Clio
- Type: Private
- Industry: Legal technology
- Founded: 2007; 19 years ago
- Founders: Jack Newton; Rian Gauvreau;
- Headquarters: Burnaby, British Columbia, Canada
- Number of employees: 1,000
- Parent: Themis Solutions Inc.
- Website: www.clio.com

= Clio (software company) =

Software company in Canada

Clio is a legal technology company headquartered in Burnaby, British Columbia. It offers law firms cloud-based software that handles various law practice management tasks including client intake, contact management, calendaring, document management, timekeeping, billing, and trust accounting.

== History ==

Clio was established in 2007 by Jack Newton and Rian Gauvreau. Clio launched the first cloud-based practice management software developed for law firms.

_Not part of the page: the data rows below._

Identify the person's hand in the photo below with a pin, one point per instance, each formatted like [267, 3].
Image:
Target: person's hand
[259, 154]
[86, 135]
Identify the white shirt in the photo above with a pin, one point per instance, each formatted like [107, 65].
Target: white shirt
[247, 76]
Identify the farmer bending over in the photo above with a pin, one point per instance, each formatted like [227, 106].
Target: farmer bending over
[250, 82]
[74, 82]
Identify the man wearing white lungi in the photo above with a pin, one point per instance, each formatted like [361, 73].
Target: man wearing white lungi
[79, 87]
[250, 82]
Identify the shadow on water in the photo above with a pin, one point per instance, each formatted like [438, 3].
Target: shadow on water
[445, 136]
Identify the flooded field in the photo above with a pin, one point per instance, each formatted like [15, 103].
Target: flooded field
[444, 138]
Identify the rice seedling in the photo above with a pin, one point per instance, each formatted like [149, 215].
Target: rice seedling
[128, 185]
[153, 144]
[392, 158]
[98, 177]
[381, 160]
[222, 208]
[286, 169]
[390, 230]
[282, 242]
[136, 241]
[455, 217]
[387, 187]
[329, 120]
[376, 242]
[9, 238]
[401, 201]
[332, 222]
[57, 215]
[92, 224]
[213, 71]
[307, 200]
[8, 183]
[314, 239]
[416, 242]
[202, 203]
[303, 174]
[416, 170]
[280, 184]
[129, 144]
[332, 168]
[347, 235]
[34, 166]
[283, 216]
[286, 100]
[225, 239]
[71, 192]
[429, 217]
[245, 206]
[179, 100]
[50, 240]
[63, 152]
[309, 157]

In 2012, Clio's Series B raised $6 million. The company made the first version of its Application Programming Interface available in 2012.

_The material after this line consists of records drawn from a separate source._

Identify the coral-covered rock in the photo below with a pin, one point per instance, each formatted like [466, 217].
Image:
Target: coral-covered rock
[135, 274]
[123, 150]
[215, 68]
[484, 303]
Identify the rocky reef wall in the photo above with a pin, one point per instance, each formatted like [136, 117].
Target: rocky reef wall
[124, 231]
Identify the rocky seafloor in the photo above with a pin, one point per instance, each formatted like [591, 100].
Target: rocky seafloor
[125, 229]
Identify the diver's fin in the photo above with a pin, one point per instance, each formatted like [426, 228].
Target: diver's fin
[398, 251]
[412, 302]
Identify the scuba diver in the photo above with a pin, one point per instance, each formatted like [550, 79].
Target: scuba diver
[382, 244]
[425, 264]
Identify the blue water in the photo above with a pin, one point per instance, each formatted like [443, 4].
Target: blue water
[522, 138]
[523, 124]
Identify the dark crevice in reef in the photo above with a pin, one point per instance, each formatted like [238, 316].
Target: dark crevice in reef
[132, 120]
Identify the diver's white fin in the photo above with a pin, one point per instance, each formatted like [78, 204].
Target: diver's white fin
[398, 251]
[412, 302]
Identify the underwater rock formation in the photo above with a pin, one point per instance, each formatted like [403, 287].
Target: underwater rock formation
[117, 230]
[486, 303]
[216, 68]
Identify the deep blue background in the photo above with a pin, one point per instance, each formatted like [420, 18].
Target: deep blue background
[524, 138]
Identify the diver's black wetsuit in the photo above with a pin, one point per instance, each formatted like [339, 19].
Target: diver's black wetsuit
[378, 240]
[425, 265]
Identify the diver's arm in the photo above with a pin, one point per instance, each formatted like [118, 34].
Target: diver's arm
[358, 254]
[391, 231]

In September 2013, Clio released a mobile application that provides access to the company's software from iOS devices. The release occurred at the company's first annual Cloud Conference.

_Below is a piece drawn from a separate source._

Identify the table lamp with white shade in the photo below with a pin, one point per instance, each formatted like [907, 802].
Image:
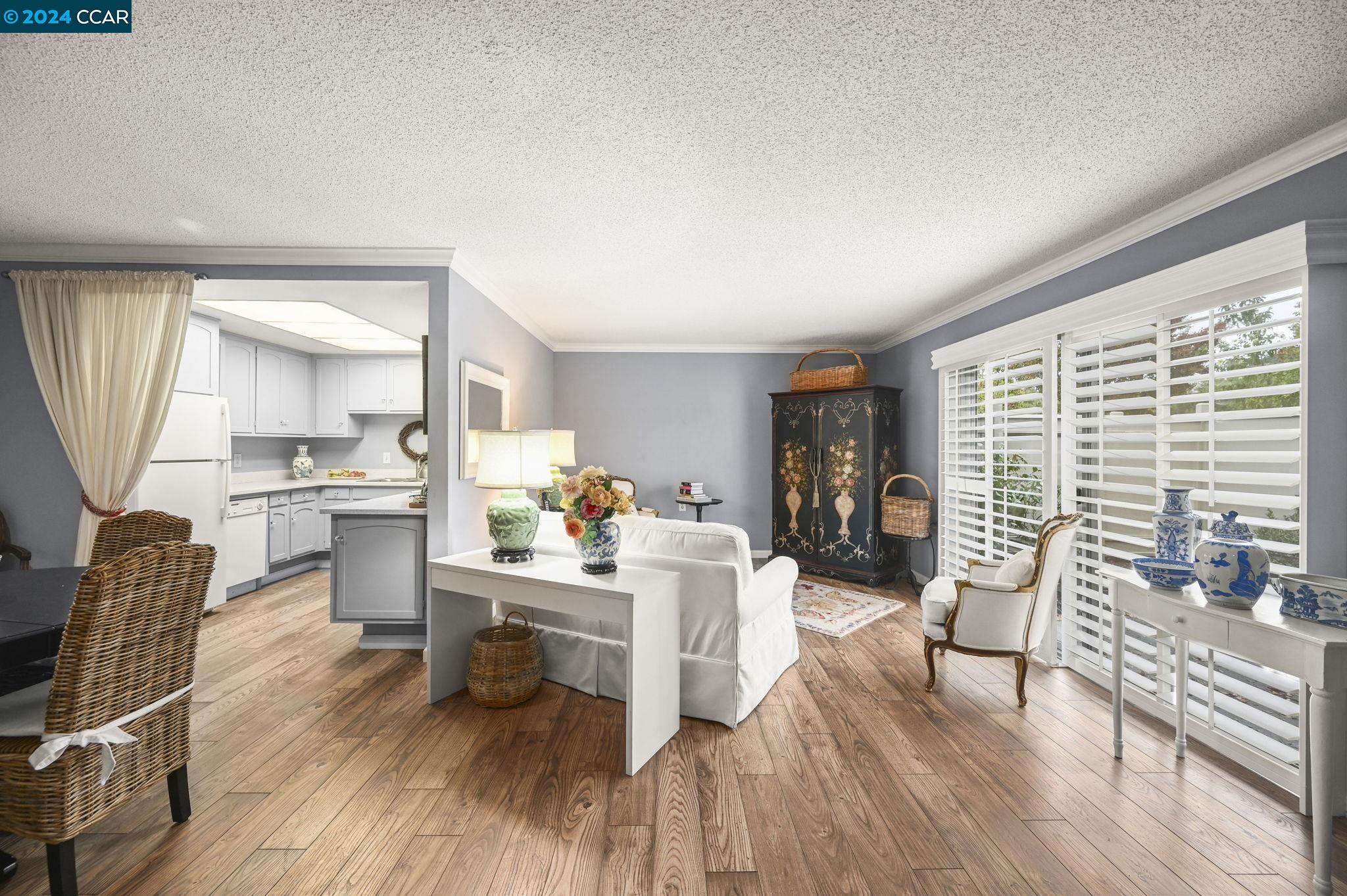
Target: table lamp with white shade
[560, 454]
[512, 460]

In 2014, Clio received $20 million in Series C funding from Bessemer Venture Partners, with participation from its initial investor, German-based venture capital firm Acton Capital Partners. Clio also announced the Android version of their mobile application and a major product update.

On October 5, 2018, Clio announced that it had acquired client intake software provider Lexicata and that the Lexicata product would be converted into a new product called Clio Grow. By this time, Clio also supported 120 integrations with other legal software applications.

One year later, in September 2019, Clio raised a $250 million Series D from TCV, JMI Equity.

On April 27, 2021, after several acquisitions in the legal technology space, Clio was valued at $1.6 billion with the announcement of a $110 million Series E funding round.

In July, 2024, Clio announced a $900 million Series F round.

On September 5, 2024, the Vancouver Canucks announced Clio as their inaugural away jersey sponsor, in a multi-year partnership with the company.

On November 2025, Clio announced the acquisition of vLex for $1 billion and announced a $5 billion valuation.